Ortholog selection and concatenation
EukPhylo includes an optional step, which can be run after the tree-building stage (or by using --start trees
and passing to the --data
argument a folder of trees and corresponding aligned or unaligned sequences files), to select orthologs (one sequence at most per taxon from each GF) and build a concatenated alignment. EukPhylo first identifies for each taxon the monophyletic clade with the greatest number of species from that taxon's minor clade, using the first five digits of that taxon's sample identifier (e.g., Op_me for metazoa); alternatively, a user can select orthologs for only a target group of taxon using the --concat_target_taxa
argument by inputting a file with a list of ten digit codes, or just a single ten-digit code or clade prefix. If only one sequence from the taxon falls into this largest clade, that's the sequence chosen for concatenation; otherwise, then a score is given to each sequence equal to its length times is k-mer coverage for transcriptomic data, and just the sequence length for genomic data, and the sequence with the highest score is taken. If a GF is not present in a taxon, then the space is filled with gaps in the concatenated alignments. This step produces a clearly labeled concatenated alignment, as well as a folder called "DataToConcatenate" in which can be found all the selected orthologs for each GF, aligned and unaligned.

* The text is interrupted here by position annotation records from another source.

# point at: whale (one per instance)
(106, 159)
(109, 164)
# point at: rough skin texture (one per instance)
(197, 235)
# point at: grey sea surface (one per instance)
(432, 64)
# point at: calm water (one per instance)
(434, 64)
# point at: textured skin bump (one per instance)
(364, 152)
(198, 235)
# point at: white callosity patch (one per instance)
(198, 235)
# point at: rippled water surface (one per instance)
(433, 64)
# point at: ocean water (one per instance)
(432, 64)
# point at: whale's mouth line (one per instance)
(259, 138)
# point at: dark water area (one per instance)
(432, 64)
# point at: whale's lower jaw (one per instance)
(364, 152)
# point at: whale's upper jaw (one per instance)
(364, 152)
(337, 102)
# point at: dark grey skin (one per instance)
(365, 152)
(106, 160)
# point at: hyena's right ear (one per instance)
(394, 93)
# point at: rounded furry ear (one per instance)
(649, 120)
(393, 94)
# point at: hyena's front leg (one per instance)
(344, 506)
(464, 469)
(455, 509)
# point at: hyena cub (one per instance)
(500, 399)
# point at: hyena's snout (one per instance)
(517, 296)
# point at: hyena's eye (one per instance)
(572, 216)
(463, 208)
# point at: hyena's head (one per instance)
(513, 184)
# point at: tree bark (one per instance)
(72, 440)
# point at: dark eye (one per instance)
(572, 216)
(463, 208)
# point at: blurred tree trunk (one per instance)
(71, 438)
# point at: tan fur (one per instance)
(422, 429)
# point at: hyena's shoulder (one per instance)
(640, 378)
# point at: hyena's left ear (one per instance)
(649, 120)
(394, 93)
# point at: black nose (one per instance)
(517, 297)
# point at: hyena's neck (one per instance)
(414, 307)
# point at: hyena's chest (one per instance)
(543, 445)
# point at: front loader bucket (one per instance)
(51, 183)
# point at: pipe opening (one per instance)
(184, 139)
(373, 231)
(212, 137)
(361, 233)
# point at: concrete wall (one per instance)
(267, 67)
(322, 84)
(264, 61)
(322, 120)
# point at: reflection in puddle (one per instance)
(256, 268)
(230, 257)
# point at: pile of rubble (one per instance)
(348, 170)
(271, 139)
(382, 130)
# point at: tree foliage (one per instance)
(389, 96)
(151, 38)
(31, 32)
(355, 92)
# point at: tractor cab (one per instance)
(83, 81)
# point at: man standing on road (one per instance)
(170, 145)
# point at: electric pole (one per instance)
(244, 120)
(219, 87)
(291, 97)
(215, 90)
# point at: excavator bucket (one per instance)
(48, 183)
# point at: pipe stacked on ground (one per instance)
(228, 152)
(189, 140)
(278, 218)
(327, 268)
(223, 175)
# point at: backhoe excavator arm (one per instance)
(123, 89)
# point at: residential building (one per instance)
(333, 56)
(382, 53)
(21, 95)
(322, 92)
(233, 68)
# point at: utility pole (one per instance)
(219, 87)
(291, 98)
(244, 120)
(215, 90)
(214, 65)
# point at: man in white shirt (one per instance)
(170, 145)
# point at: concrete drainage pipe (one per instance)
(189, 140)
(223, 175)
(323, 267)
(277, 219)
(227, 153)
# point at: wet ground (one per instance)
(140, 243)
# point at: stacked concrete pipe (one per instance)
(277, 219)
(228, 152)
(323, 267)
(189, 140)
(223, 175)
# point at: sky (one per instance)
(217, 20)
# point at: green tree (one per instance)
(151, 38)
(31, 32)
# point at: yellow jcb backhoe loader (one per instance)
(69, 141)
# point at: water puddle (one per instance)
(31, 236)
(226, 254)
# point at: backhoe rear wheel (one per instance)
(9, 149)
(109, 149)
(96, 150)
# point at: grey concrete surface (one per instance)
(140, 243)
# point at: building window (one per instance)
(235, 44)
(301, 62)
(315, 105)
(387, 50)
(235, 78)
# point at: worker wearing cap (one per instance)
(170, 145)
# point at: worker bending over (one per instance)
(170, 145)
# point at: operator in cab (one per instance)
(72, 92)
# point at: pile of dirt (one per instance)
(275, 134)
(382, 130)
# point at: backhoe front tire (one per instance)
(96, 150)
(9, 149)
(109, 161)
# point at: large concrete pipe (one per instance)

To run this step, add the --concatenate
flag to your EukPhylo command. If you don't include this flag, concatenation will by default not be run. If you want to run concatenation alone (i.e., you already have trees and alignments) then you'll have set the start parameter to --start trees
and set up your input data in the style of EukPhylo's "Output" folder. Namely, create a folder called "Output" in the same directory that contains the "Scripts" folder. Inside the "Output" folder, create a folder called "Trees" and a folder called "Guidance." Put your input trees in the Trees folder and the input aligned or unaligned sequences files in the Guidance folder. Each file in the Trees folder should have a corresponding file in the Guidance folder; the names of these files should match up until the last period (i.e., until the file extension). For example, for gene family OG6_100206 you might have a tree file called OG6_100206.PostCL.tre and an alignment file called OG6_100206.PostCL.fasta. Here, the "OG6_100206.PostCL" must match. Below is an example command:
python eukphylo.py --start trees --concatenate --concat_target_taxa Sr_rh --data Output
In this case, the user is starting with an already built set of trees and alignments (in their Output folder) and would only like to concatenate sequences from Rhizaria (Sr_rh). If concatenating as part of an end-to-end EukPhylo run, just change your --start
parameter accordingly and include other parameters as defined above.